ONews-id.com(Muba)– Publik dikejutkan dengan fakta bahwa gaji pokok seorang bupati di Indonesia ternyata tidak sampai Rp7 juta per bulan. Isu ini mencuat seiring dengan terpilihnya H. Toha Tohet sebagai Bupati Musi Banyuasin (Muba), yang kini menjadi sorotan masyarakat.
Sebagai pejabat daerah, penghasilan Bupati Muba tidak hanya terdiri dari gaji pokok yang relatif rendah, tetapi juga ditambah dengan berbagai tunjangan dan fasilitas yang diatur dalam regulasi pemerintah.
Menurut Undang-Undang Nomor 23 Tahun 2014 tentang Pemerintahan Daerah, struktur remunerasi bagi kepala daerah disusun dengan prinsip transparansi, efisiensi, dan akuntabilitas penggunaan anggaran. Dalam kerangka hukum tersebut, gaji pokok yang diterima seorang bupati hanyalah salah satu komponen pendapatan. Komponen lain yang turut dihitung adalah tunjangan jabatan, tunjangan kinerja, serta fasilitas pendukung yang bertujuan untuk mendongkrak kinerja dan profesionalisme pejabat daerah.
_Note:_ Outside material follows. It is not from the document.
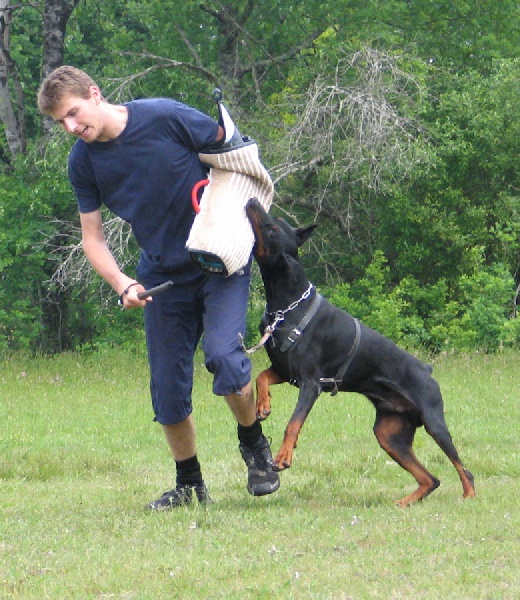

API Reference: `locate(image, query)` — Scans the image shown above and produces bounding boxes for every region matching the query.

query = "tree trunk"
[41,0,81,134]
[0,0,25,158]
Regulasi tersebut juga mengamanatkan bahwa seluruh komponen remunerasi harus diawasi secara ketat. Pengawasan ini dilakukan oleh lembaga seperti Badan Pemeriksa Keuangan (BPK) dan Inspektorat Daerah guna memastikan bahwa dana yang disalurkan benar-benar digunakan untuk meningkatkan pelayanan publik dan pembangunan daerah. Dengan sistem pengawasan yang transparan, meskipun gaji pokok Bupati tidak mencapai Rp 7 juta per bulan, total penghasilan yang diterima – bila dikombinasikan dengan tunjangan dan insentif – dapat memberikan insentif yang cukup bagi kinerja pemerintah daerah.